Infant/Toddler Providers Need Specialized Knowledge and Skills to Provide High-Quality Care

Oct 05, 2010

By Teresa Lim

The earliest years of a child's life are a time of exploration and learning. Babies and toddlers rely on those who take care of them for guidance in understanding the world around them. Research tells us that when providers are nurturing, responsive, and sensitive to the cues and needs of very young children, they increase the likelihood of positive child outcomes, such as the formation of healthy brain architecture, which is the foundation for health, behavior, and learning. To build these characteristics, providers need specialized understanding of the interconnections between babies and toddlers' physical, social-emotional, language, and cognitive development. Providers who demonstrate responsiveness and sensitivity tend to have completed higher levels of formal training and education in child development. 

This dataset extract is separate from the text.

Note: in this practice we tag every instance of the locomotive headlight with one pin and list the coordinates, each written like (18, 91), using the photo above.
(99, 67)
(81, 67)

A new fact sheet by the National Infant and Toddler Child Care Initiative reports that 21 states currently offer an infant/toddler credential. Infant/toddler credentials are a formal type of recognition given to those who complete training, education, or other requirements related specifically to the care of infants and toddlers. States vary in terms of the qualifications they require providers to meet to attain an infant/toddler credential. For instance, seven states require that providers complete credit-based coursework, three states award the credential based on non-credit training, and eleven states require a combination of both or have other conditions. Some states offer an infant/toddler credential through the Child Development Associate (CDA) program.

According to data recently released by the Council for Professional Regulation, the number of Infant/Toddler CDA Credentials that have been awarded since 2000 has more than doubled. In 2010, more than 6,000 infant/toddler credentials were awarded, the highest number since the credential was first offered in 1985. Overall, the number of infant/toddler credentials that have been earned has steadily grown in the past decade.

In Wisconsin, the Infant Toddler Professional Credential was developed with funding from the Child Care and Development Block Grant (CCDBG) infant and toddler earmark.  To earn the credential, providers must complete 12 credits (four three-credit courses) available at any state technical college and some universities. Providers working towards the credential can apply for a scholarship through the T.E.A.C.H. Early Childhood ® WISCONISN program and are eligible to participate in the R.E.W.A.R.D.TM WISCONSIN Stipend Program, a compensation and retention initiative.

Infants and toddlers need providers who have a solid understanding of child development during the early years and the skills to attend to their particular needs. Infant/toddler credentials are one way to prepare and recognize providers who work to provide high-quality care for infants and toddlers.